# Experience Requirements for Delaware PE App



## gfreeman (Feb 26, 2010)

Does anyone know how the experience requirement works for Delaware? I have worked full time for 5 years now at a land developement firm performing the same duties as other EIT's, but only just graduated and passed the FE in April 2009. The letter of the law does not state directly, nor does the summary of the law on the DAPE website, that the 4 years of experience be completed after passing the FE as it does in other surrounding states.

Has anyone out there had success getting approved to take the exam using work experience achieved prior to passing the FE? I can get the proper licensed professionals to verify the work so that part would not be a problem.


----------



## picusld (Mar 1, 2010)

gfreeman said:


> Does anyone know how the experience requirement works for Delaware? I have worked full time for 5 years now at a land developement firm performing the same duties as other EIT's, but only just graduated and passed the FE in April 2009. The letter of the law does not state directly, nor does the summary of the law on the DAPE website, that the 4 years of experience be completed after passing the FE as it does in other surrounding states.
> Has anyone out there had success getting approved to take the exam using work experience achieved prior to passing the FE? I can get the proper licensed professionals to verify the work so that part would not be a problem.
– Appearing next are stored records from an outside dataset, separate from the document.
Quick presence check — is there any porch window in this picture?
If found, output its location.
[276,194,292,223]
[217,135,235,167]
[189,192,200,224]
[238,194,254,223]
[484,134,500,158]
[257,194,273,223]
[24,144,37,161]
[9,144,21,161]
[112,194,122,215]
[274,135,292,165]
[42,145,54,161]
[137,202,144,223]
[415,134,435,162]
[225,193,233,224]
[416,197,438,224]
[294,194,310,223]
Jersey will allow back to back testing (FE on Thursday and PE on Friday) if you meet the educational and experience requirements. Unless their regs have changed...


----------



## wilheldp_PE (Mar 1, 2010)

I know a few people who have taken the PE and the FE in the same weekend in Kentucky, so that would have to mean that the experience requirement doesn't begin once you pass the FE. But that is in KY...rules may vary by state.


----------



## gfreeman (Mar 3, 2010)

Thanks for the input. I wrote an email to the DAPE contact listed on the website, but have yet to get a response. I was hoping for some clarification before wasting a non refundable application fee. Also trouble having do get referals all over angain another time based on a technicallity.


----------



## Psycho (Mar 11, 2010)

gfreeman said:


> Does anyone know how the experience requirement works for Delaware? I have worked full time for 5 years now at a land developement firm performing the same duties as other EIT's, but only just graduated and passed the FE in April 2009.


Just to give you a heads up, I'm in your situation, been working in my same job for 7 years, graduated BS EE May 2008, passed the FE in October of 2008. I called my board (North Carolina) and they said they *WOULD NOT* allow experience before the degree to count despite the fact that my job description never changed... now I've also been told by other PEs that what they say over the phone and what they'll approve may differ.

I am interested in how your situation turns out so an update when you know anything would be great.


----------



## Old as Dirt Geo (Mar 11, 2010)

I know someone who took the EIT and PE exams back to back in Delaware so I assume they will accept experience prior to passing the EIT.


----------



## Psycho (Mar 11, 2010)

Old as Dirt Geo said:


> I know someone who took the EIT and PE exams back to back in Delaware so I assume they will accept experience prior to passing the EIT.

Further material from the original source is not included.